Problem URL: Increasing subsequences

We will use backtracking to get all the subsequence of the array. We will keep on iterating over the array and we will check whether the current element is greater than the last element of the current subsequence. If it is, we will add the current element to the current subsequence and we will call the function recursively. At the end, we will return the subsequence.

class Solution:
    def findSubsequences(self, nums: List[int]) -> List[List[int]]:
        self.subsequences = set()
        self.backtrack(nums, [])
        return self.subsequences

    def backtrack(self, nums, subsequence):
        if len(subsequence) > 1:
            self.subsequences.add(tuple(subsequence))

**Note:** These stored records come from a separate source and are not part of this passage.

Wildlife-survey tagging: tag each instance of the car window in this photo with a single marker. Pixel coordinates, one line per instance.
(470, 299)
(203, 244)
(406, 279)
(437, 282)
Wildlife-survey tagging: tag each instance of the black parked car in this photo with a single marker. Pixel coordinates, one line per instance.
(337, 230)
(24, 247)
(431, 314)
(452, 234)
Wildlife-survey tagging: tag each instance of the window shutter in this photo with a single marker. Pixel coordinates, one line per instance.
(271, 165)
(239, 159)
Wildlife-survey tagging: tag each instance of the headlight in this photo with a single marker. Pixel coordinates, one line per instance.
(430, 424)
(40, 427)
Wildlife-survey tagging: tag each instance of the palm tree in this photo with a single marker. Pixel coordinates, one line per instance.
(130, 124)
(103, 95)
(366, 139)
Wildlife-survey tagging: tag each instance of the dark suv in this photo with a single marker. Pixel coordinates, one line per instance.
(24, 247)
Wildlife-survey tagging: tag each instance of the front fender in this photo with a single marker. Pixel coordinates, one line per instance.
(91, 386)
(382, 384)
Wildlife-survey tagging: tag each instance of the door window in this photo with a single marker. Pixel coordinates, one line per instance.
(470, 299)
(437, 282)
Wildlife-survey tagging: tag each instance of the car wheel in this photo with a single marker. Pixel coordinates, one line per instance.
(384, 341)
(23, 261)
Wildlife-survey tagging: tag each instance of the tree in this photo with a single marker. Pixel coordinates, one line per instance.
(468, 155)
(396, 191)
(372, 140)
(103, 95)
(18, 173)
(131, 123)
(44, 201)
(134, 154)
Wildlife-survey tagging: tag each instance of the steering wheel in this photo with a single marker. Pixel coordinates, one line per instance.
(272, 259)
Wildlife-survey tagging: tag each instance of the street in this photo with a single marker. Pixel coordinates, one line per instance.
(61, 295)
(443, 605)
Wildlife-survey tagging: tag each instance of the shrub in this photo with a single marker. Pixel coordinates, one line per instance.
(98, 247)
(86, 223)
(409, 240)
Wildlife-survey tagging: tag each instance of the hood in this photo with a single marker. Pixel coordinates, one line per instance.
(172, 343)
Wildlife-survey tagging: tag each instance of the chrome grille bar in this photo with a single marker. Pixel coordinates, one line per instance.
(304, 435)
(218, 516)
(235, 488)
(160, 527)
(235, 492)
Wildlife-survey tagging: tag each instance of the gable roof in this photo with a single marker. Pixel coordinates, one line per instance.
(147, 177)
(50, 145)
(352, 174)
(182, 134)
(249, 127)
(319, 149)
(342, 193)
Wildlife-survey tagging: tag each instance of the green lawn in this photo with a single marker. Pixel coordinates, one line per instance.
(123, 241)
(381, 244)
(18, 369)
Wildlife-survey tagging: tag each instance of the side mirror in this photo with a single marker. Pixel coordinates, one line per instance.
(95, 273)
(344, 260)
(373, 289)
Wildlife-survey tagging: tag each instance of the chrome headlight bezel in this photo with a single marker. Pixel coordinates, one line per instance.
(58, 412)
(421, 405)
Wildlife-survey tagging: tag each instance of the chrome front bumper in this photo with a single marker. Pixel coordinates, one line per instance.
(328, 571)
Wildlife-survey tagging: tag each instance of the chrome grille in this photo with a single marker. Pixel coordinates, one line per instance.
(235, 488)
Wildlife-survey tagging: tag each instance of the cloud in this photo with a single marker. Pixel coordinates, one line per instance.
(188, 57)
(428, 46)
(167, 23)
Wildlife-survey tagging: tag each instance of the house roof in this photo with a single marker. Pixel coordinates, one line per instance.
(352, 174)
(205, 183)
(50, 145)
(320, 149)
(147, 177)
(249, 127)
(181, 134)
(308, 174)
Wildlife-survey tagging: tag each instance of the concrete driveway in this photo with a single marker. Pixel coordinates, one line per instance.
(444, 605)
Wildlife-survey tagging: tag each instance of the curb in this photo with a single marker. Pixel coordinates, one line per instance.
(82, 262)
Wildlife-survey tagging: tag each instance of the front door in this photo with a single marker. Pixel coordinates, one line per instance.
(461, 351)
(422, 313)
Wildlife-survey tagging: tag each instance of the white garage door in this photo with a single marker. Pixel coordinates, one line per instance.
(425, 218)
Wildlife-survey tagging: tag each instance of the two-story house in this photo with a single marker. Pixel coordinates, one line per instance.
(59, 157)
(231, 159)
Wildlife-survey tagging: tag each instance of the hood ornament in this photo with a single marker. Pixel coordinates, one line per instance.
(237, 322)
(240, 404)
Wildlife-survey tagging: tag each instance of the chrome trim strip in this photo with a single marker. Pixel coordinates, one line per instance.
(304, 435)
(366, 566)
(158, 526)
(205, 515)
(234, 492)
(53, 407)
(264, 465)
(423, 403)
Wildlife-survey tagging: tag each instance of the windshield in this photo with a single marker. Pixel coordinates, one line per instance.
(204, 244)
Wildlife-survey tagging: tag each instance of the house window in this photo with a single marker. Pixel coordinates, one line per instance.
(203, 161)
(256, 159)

        for i in range(len(nums)):
            if not subsequence or nums[i] >= subsequence[-1]:
                self.backtrack(nums[i+1:], subsequence + [nums[i]])

Time complexity: O(n^2)
Space complexity: O(n^2)

We can achieve it in a different way too.

class Solution:
    def findSubsequences(self, nums: List[int]) -> List[List[int]]:
        res = []
        def subsets(index, temp):
            if len(nums) >= index and len(temp) >= 2:
                res.append(temp[:])
            used = set()
            for i in range(index, len(nums)):
                if len(temp) > 0 and temp[-1] > nums[i]: 
                    continue
                if nums[i] in used: 
                    continue

                used.add(nums[i])
                temp.append(nums[i])
                subsets(i+1, temp)
                temp.pop()

        subsets(0, [])
        return res